I could hear my mom’s breaths—short, ragged pants just a few steps from me. She was so close I should’ve been able to reach out and touch her. Squeeze her hand in the secret way we used to silently tell each other: I love you . But I couldn’t. Not now. It was as if an ocean lay between us.

“Whatever he took from you, I’ll make sure you get it. If we go to the computer, I can transfer it now.”

“Blythe,” the voice cooed. “That’s so kind of you to offer. Truly. You always were so much classier than your other half.”

The man spoke as if he knew my parents, but his voice was completely unfamiliar. I searched my memory for something— anything —that would pull a name free. A face. But there was nothing.

“Please,” my mom begged. “Don’t hurt us. We have a daughter.”
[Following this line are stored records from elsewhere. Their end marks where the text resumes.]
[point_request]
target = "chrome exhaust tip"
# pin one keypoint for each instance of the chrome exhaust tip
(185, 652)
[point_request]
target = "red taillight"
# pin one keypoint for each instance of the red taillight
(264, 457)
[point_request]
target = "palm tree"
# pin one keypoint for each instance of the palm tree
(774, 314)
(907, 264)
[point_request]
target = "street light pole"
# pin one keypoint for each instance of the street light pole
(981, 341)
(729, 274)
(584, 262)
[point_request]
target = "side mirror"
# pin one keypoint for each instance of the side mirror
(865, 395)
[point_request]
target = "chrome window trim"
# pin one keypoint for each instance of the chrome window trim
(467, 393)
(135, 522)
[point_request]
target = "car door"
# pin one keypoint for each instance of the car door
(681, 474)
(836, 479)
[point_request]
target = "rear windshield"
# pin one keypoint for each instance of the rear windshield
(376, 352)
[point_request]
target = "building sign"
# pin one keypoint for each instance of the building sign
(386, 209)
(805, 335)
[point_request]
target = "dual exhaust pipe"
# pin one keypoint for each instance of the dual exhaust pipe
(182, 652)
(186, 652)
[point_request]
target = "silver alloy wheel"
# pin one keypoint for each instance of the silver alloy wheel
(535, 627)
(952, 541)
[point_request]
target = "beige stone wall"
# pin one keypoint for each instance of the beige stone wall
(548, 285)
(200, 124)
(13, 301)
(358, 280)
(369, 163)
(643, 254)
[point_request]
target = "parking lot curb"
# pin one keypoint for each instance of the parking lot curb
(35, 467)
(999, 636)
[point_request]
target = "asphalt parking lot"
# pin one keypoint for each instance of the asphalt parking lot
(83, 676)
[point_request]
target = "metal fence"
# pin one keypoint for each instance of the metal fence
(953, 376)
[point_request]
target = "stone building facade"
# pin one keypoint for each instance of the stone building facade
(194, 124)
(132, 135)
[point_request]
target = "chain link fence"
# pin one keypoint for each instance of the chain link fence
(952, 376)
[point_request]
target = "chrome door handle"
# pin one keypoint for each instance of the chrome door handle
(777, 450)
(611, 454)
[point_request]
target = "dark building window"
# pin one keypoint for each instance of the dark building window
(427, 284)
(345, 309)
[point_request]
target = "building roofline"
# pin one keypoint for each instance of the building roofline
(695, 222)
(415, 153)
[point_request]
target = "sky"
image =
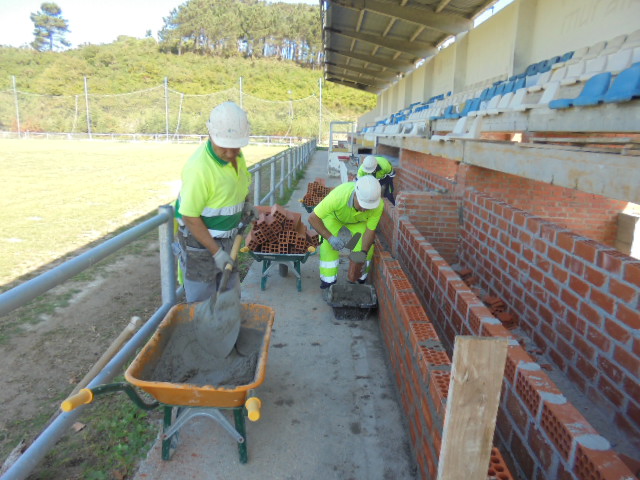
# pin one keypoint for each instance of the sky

A few steps sounded, muted as if the man were moving closer on the carpet. “And where is that daughter now?”

My whole body began to tremble. It was like I’d been struck by lightning, and these were the aftershocks.

“She’s at a sleepover. A couple of girlfriends from school,” my mom said, her voice trembling like my body.

No one spoke for a beat or two. “You wouldn’t be lying to me, would you, Blythe? I don’t take kindly to liars.”

Tears tracked down my cheeks as I again reached for that loose thread on my jeans. I wrapped it so tightly around my finger that I knew it likely drew blood.

“I’m not lying,” Mom whispered.

The man made a humming noise, and a shadow covered my mother. I pressed my face harder against the door’s seam, trying to see better. The tip of a single shoe moved into the frame. I couldn’t take my eyes off that sliver of an image.

Leather. Dark brown with intricate stitching. It formed a shield of sorts with a lion. Words in Latin were above it, but I couldn’t make out the exact phrase.

“You know? I believe you,” the man said. “You always were more respectful than Robbie. But I’m afraid it’s too late. What he owes me is a blood debt. But that’s been paid. Unfortunately, because of your traitor of a husband, you’ll need to pay, too.”

The shoe disappeared from view, and another of those firecrackers sounded. Only now, I knew it wasn’t that. It was something so much worse.

My mom jerked, disappearing from my line of sight for a moment before stumbling back into the frame. She clutched her chest and then crumpled to the floor, blood spreading and seeping through her light purple cashmere sweater—the one that had felt so soft beneath my fingers.

Black spots danced in front of my vision. Breathe. I needed to breathe.

I sucked in short bursts of air. It was all I could manage.

My mom’s gray-violet eyes— our eyes—went wide and then froze, unblinking. Her hands went limp against the antique carpet—the one she always told me to be careful not to spill on.

But she was the one spilling now, her life force draining onto the dark mix of woven colors.

A shadow slid over her body again, and then a man moved into the frame. He looked like he belonged. Like someone who lived at one of the properties a few acres away. Someone we’d see at the club or church. He wore khakis and a button-down shirt, his light brown hair just a little shaggy and unkempt.

But his hands showed he was different: the black gloves he wore, the gun in the hand closest to me.

My whole body trembled, and I felt liquid sliding down my legs, soaking my jeans.

“Check her,” the other voice said—the one that had taunted my mother. The one who’d ordered the spilling of her blood. The one with the Latin lion shoe.

The man in front of me crouched, careful not to step in the blood—Mom’s blood. He pressed two gloved fingers to her neck and then turned, looking at the man I couldn’t see. “She’s gone.”

My knees nearly gave way. Gone. My mom. The black dots were back, almost taking me under.

“Good riddance,” the other man spat. “Search every room in this house. I want to make sure that brat really is at a sleepover. If not, she’s dead.” His voice began to fade as he stomped down the hall, but his words reverberated in my ears.

Sleepover … My mom’s story was saving me, telling the beautiful lie that I was gone.

Only it wasn’t the gone my mom was. Or my dad. My chest burned as I slid to the floor, my body contorting to fit the space. But I couldn’t stay upright anymore.

All I wanted was to slip into that gone right along with my parents.